30 March 2016: Scotland’s largest ever LGBT+ hustings for Scottish elections is dominated by discussion of Tie campaign and its demands.

First Minister Nicola Sturgeon publicly supports Tie, claiming that the campaign's work has been "very impressive" and makes a commitment to work alongside the campaign to introduce LGBT+ inclusive education in Scottish schools should she be re-elected.

Patrick Harvie publicly supports Tie and claims that they have been a "really important new voice in the landscape of people campaigning on these issues". He claims that along with a coalition of MSPs, he will hold the SNP government to account to ensure that they work with Tie and carry out changes in the next parliament.

1 April 2016: Nicola Sturgeon announces proposals to train teachers on "equality issues" in light of the SNP moving a motion to support Tie. However, Tie criticise the move as not going far enough –  as there were no funding commitments for the plan nor was there any mention of ensuring training was LGBT+ specific. 

20 April: The STUC unanimously pass a motion in support of Tie. The move represents the culmination of efforts to bring trade unions into the campaign.

The development means that Tie has the official support of Scotland's teachers' unions and all STUC affiliated trade unions including Unite – around 630,000 trade unionists. 

19 May 2016: Glasgow Pride announce that its theme for 2016 will be the Tie campaign, meaning that tens of thousands will march at Scotland's biggest Pride event in support of Tie’s demands.  Campaigners praise the move for its political significance. 

15 June 2016: Following the Orlando hate crime shooting, Harvie asks Sturgeon in Holyrood when she will begin working with Tie.

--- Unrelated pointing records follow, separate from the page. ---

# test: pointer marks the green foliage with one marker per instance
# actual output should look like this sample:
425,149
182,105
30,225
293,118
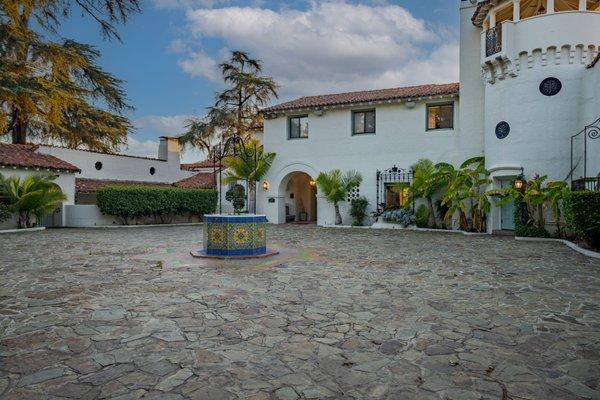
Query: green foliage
56,90
427,181
250,165
335,187
465,193
237,108
402,216
5,212
532,201
422,216
34,196
582,210
129,202
237,196
358,210
523,222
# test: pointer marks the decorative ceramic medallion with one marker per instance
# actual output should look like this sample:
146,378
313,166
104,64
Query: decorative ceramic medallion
502,130
550,86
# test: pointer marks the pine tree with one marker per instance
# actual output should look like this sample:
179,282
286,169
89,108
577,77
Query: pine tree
55,91
237,108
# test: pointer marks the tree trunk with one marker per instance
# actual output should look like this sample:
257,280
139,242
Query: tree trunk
463,222
431,222
541,219
19,129
338,216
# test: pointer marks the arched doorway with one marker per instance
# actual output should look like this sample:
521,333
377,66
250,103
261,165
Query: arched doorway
299,193
54,219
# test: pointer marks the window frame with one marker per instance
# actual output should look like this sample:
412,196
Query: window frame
429,105
364,111
290,127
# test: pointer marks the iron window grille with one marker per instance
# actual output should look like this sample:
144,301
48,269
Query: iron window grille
440,116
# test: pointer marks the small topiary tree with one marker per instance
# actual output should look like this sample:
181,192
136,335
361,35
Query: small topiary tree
422,216
237,196
358,210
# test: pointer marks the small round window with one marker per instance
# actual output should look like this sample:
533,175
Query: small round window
550,86
502,130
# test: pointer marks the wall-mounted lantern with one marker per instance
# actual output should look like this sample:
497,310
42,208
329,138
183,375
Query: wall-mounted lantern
519,183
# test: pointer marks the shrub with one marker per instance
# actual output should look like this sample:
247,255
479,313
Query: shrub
402,216
32,197
358,210
237,196
583,216
422,216
523,223
129,202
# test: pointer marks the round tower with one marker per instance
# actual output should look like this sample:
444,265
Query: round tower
535,55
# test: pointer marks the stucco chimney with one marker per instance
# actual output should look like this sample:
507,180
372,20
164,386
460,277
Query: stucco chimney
169,149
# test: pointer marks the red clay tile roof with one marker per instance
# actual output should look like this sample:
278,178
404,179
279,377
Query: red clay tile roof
26,156
411,92
88,186
481,12
208,163
596,61
202,180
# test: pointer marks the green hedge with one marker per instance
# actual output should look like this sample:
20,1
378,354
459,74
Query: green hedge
582,210
522,227
128,202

She does not place a timescale on reform, but reaffirms her commitment to work with the campaigners to ensure LGBT+ inclusive education. Cross party leaders commit to swift action on LGBT+ education. 

22 June 2016: Almost a year from their founding Tie launch its free LGBT+ teacher training course which is to be piloted in Glasgow and Edinburgh in October 2016.

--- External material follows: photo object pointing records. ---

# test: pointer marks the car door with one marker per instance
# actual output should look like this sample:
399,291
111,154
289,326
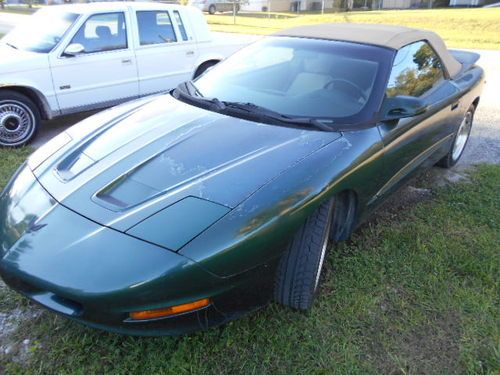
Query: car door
165,53
104,73
420,140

The course is designed to provide training for primary, secondary and, for the first time, additional support needs education. The course is to be delivered by award winning teachers.

Within hours, the Glasgow and Edinburgh training days are fully booked.

Why Tie are doing it all

Among Scottish LGBT+ school students:

52 per cent have suffered homophobic bullying.

14 per cent have left school because of homophobic bullying.

26 per cent (one in four) have attempted suicide because of homophobic bullying.

54 per cent self-harm.

88 per cent of trans youth feel their education was negatively impacted by bullying.

42 per cent of trans youth left education because of bullying.

Campaign Method

Throughout its rise Tie has been distinguished by a number of campaigning approaches which have aided its successes.

 – It has maintained a crossparty/non-party approach which has garnered support from multiple political factions, allowing the natural logic of political competition to drive its demands forward as parties have increasingly sought to out-flank one another by supporting them.

– It has resisted taking substantial sums of money and being used as a platform by more established organisations.

– In so doing it has maintained a distinctly political campaign, making demands on the establishment from the outside, rather than becoming ensconced within the nexus of political parties and civil society organisations.

– Tie has also reached beyond the world of politics into wider civic society. Crucially, the campaign consistently sought to bring Scotland’s trade unions, the largest democratic institutions in the country, into the campaign.

– In the course of this practice it has maintained a strong and disciplined volunteer ethic, based around the activities of its founders, Jordan Daly and Liam Stephenson and latterly John-Naples Campbell.

– It has adjusted its focus pragmatically without losing touch with its founding principles.